Gluten-free Flour Mix

Gluten-free Flour Mix

INGREDIENTS:

make your own flour mix. Please don’t think of us this as our flour mix. Make it your own. We are happy as heck that the percentages of whole grain flours to white flours works in gluten-free baking. Now, make your own.

In case you were wondering, here are the gluten-free flours available to you, broken down by categories:

WHOLE GRAIN FLOURS

brown rice flour
buckwheat flour
corn flour
mesquite flour
millet flour
oat flour
quinoa flour
sorghum flour
sweet potato flour
teff flour

WHITE FLOURS/STARCHES

arrowroot flour
cornstarch
potato flour
potato starch
sweet rice flour
tapioca flour
white rice flour

NUT FLOURS

almond flour
chestnut flour
coconut flour
hazelnut flour

BEAN FLOURS

fava bean flour
garbanzo bean flour
kinako (roasted soy bean) flour

See how many choices we have?

Now, as you can see, there are more categories than whole-grain flours and white flours. The nut flours and bean flours are their own categories. However, if I add some to the gluten-free all-purpose flour mix, I add them as whole grains. (Technically, sweet potato isn’t a grain but we put it in that category.) Why? Because they’re so high in protein. However, understand that they work differently than sorghum or millet.

I really don’t like the bean flours. To me, they always taste like beans. The exception for me is the roasted soy bean flour, which I’m loving in cookies lately. However, you might love garbanzo flour. Add it as a whole-grain flour in this mix.

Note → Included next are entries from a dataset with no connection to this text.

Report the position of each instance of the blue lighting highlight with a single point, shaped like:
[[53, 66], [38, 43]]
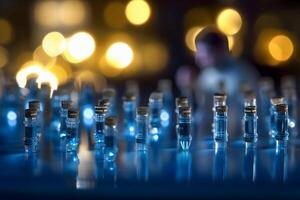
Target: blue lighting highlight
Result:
[[88, 116], [11, 118]]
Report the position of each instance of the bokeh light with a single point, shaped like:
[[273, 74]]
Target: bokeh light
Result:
[[114, 14], [6, 31], [54, 43], [138, 12], [40, 56], [61, 73], [229, 21], [28, 69], [119, 55], [155, 57], [3, 56], [80, 46], [191, 36], [281, 48]]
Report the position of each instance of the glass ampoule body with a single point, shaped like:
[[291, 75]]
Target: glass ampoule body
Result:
[[100, 115], [110, 138], [72, 137], [142, 118], [183, 127], [250, 124], [65, 105], [30, 137]]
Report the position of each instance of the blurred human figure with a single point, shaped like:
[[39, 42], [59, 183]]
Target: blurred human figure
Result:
[[220, 72]]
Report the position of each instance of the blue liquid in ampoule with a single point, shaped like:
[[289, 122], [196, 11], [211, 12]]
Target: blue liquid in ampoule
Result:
[[72, 137], [220, 124], [142, 128], [274, 101], [129, 109], [110, 138], [250, 124], [100, 114], [219, 100], [155, 107], [183, 128], [64, 107], [281, 123], [30, 138]]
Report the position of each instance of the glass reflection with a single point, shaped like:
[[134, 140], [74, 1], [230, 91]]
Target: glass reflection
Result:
[[183, 166], [142, 169], [249, 164], [220, 162]]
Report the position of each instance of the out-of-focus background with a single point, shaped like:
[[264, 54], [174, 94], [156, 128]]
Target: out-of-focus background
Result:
[[145, 40]]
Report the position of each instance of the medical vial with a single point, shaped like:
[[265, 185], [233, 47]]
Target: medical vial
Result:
[[72, 136], [219, 99], [142, 128], [65, 105], [220, 124], [129, 110], [155, 107], [250, 124], [249, 98], [110, 138], [30, 138], [274, 101], [36, 105], [281, 123], [180, 102], [100, 114], [183, 128]]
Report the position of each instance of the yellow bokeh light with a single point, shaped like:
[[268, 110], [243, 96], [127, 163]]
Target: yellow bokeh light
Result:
[[54, 43], [60, 73], [114, 14], [3, 57], [80, 46], [230, 42], [29, 68], [138, 12], [281, 48], [5, 31], [119, 55], [34, 68], [155, 57], [191, 36], [40, 56], [229, 21]]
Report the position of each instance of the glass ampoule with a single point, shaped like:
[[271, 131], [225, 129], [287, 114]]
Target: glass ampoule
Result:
[[155, 107], [180, 102], [220, 124], [281, 123], [219, 99], [183, 127], [36, 105], [72, 136], [30, 137], [110, 138], [249, 98], [142, 118], [250, 124], [100, 114], [65, 105], [110, 94], [129, 109], [274, 101]]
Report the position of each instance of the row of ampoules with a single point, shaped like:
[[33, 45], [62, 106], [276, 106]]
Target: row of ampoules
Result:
[[278, 119]]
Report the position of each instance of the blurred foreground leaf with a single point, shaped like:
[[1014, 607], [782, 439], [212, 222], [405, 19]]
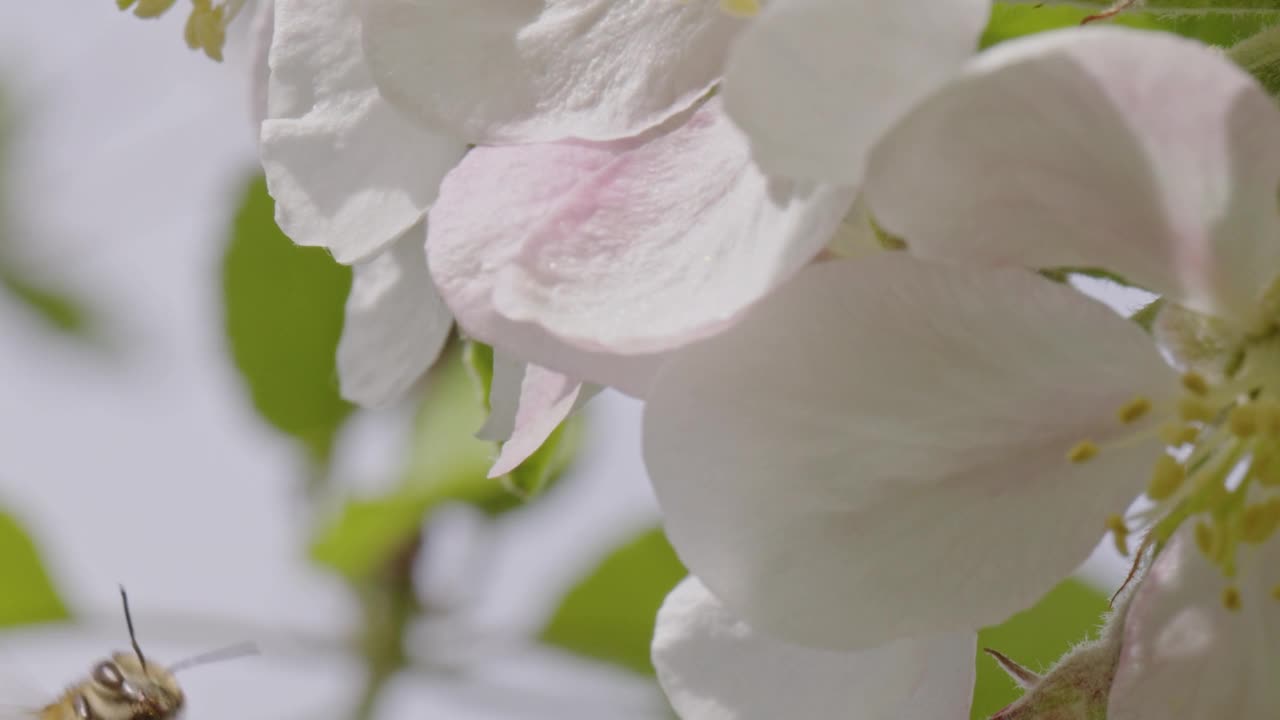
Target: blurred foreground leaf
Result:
[[609, 614], [283, 317], [28, 595], [446, 464], [1036, 638], [1009, 21], [56, 309]]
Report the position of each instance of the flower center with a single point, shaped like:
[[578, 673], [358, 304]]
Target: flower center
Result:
[[1221, 464]]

I really love almond flour in crumbles and bready things. However, remember that the nut flours are full of good fats, so they will throw off the ratio of your baked goods. Recently, I made a pie crust that just didn’t work. Frustrated, I kept puzzling as to what happened. Then I remembered I had added some almond flour to the mix and that mean the crust had too much fat.

 

What we like to do is make the gluten-free all-purpose flour mix with the whole-grain flours and white flours. Then, if I want a specific taste? I’ll add almond flour as part of the total weight of flour in a recipe. Or a bit of roasted soy flour. I play.

So you can make a mix based on what you like, what you need, and what you can afford. Allergic to rice? Make a mix with millet, sorghum, arrowroot, and potato starch. Some of those whole-grain flours not available where you live? Use brown rice, corn flour, cornstarch, and white rice. You want to make up a mix based on what you have in the kitchen that moment? Go for it.

Of course, it’s not that simple. Each of the flours absorbs water differently. (Coconut flour sucks all the moisture out of a baked good, which is why it annoys me.) Some flours have a particularly strong taste — like mesquite or quinoa — so you want to use them in small doses. But you’ll find your way. Keep playing.